Elizete e Julia estão entre as mais de 1,5 mil pessoas que receberam o benefício da Secretaria de Saúde este ano
Um auxílio financeiro que precisa de atualização frente à atual realidade das famílias beneficiadas. O pedido é feito por pessoas ligadas à Associação de Pais e Amigos dos Surdos e Outras Deficiências (Apasod) e que recebem ajuda de custo referente ao programa Tratamento Fora de Domicílio (TFD) da Secretaria de Estado da Saúde (Sesa).
Desde 2017, o valor da diária está fixado pela Portaria 002-R/2017 em R$ 78 por dia, por pessoa, para cobrir despesas de alimentação e pernoite. Segundo a Sesa, somente este ano, até o momento, já foram atendidas 1,5 mil pessoas com a diária.

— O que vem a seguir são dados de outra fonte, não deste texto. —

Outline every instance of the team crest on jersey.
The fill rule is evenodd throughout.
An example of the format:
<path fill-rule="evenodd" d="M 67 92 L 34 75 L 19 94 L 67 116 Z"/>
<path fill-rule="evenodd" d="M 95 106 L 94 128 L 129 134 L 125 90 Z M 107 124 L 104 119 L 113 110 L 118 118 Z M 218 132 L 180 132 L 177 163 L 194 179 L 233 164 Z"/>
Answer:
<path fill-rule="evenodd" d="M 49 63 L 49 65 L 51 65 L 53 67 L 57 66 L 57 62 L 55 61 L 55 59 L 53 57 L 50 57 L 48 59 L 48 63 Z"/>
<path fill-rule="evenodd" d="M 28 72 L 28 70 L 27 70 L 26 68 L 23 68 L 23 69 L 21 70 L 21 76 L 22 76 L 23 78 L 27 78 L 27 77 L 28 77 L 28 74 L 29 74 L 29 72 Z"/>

Elizete Souza Barbosa e sua filha Julia são duas beneficiárias que atravessam dificuldades para fazer as viagens ao interior de São Paulo para manutenção do aparelho auditivo (Implante Coclear – IC). Implantado há mais de dez anos, a adolescente precisa ir a Bauru com regularidade para que o aparelho possa funcionar a contento e o tratamento não regrida.
“No começo do tratamento, a gente tinha direito a viagem de avião, mas há seis anos cortaram e viajamos de ônibus. Eu praticamente vivo para cuidar das questões de saúde dela, nossa renda é só o BPC [Benefício de Prestação Continuada, pelo INSS]. A ajuda de custo do governo supre a necessidade muito apertadinho, porque São Paulo tem um custo de alimentação diferente do Espírito Santo. Vou viajar dia 26 de setembro e até hoje não sei quando o Estado vai me dar de ajuda de custo para a passagem, nem quanto. Se a gente compra com antecedência, consegue desconto. Mandei e-mail dia 29 de julho. Paguei 90,00 só de hospedagem na última vez, antes da pandemia. uma marmita está hoje R$ 20 a 25. Eu já tive que cobrir parte das passagens”, conta a mãe.
Samira Lyra Costa tem relato semelhante. As viagens que faz são para Ribeirão Preto, também para manutenção do aparelho de IC de dois filhos. “A ajuda de custo de R$ 78 não dá pra nada. Tem sempre que desembolsar dinheiro por nossa conta. Às vezes precisa ficar mais do que o planejado, mas o Estado não libera o dinheiro a mais, só depois de muitos dias que a gente volta. Tem que se virar pegando dinheiro emprestado”.
Ela conta ainda que a dificuldade com manutenção do aparelho se soma às dificuldades para tratamento complementar das crianças, que deve incluir fonoaudiologia, psicopedagogia e terapia ocupacional, além de exames também para saber como a criança está ouvindo. “Sem esses tratamentos e exames, a criança sofre, não quer ouvir, quer tirar o aparelho”, afirma.
Essa manutenção incorreta, afirma, resulta em “dinheiro público jogado fora”. Em Vitória, a instituição de referência é o Hospital das Clínicas, localizado no campus de Maruípe da Universidade Federal do Espírito Santo (Ufes). “No hospital das clínicas tem poucas cadastradas, umas 30. Mas são milhares que precisam de atendimento e não estão cadastradas”.
Durante o pico da pandemia, ela destaca que a situação ficou ainda mais difícil e foi preciso uma solução criativa e colaborativa para amenizar: a criação de um projeto social, o CyberOuvintes, em que profissionais de saúde voluntários realizam atendimentos presenciais e remotos para as crianças e adolescentes cadastradas, tanto do Espírito Santo quanto em outros estados. Atualmente, são 35 crianças cadastradas e “uma fila de espera enorme”, diz Samira.
O primeiro grande apoio veio da escritora Lak Lobato, de São Paulo, que também é implantada. Foi ela quem fez a primeira divulgação da iniciativa em suas redes sociais, atraindo os primeiros voluntários. Em 2021, o craque do futebol Zico fez uma doação em dinheiro e divulgou um vídeo chamando mais parceiros a se somarem. Para receber os R$ 8 mil do jogador, foi preciso criar um CNPJ da entidade e aí, um novo parceiro surgiu, um escritório de contabilidade que cobra um valor simbólico para cuidar da prestação de contas.
O dinheiro das doações é utilizado para pagar exames e pilhas dos aparelhos das crianças. “A gente precisava comprar tablets para algumas que têm que fazer atendimento remoto no celular. Também precisamos de uma sala para os atendimentos presenciais. Às vezes ajudamos com a diária da viagem de algumas famílias quer precisam complementar o recurso da Sesa. Mas a verba é muito pouca”, explica Samira.
Perguntada sobre a possibilidade de reajustar o valor da diária para TFD, a Sesa informou que não há previsão.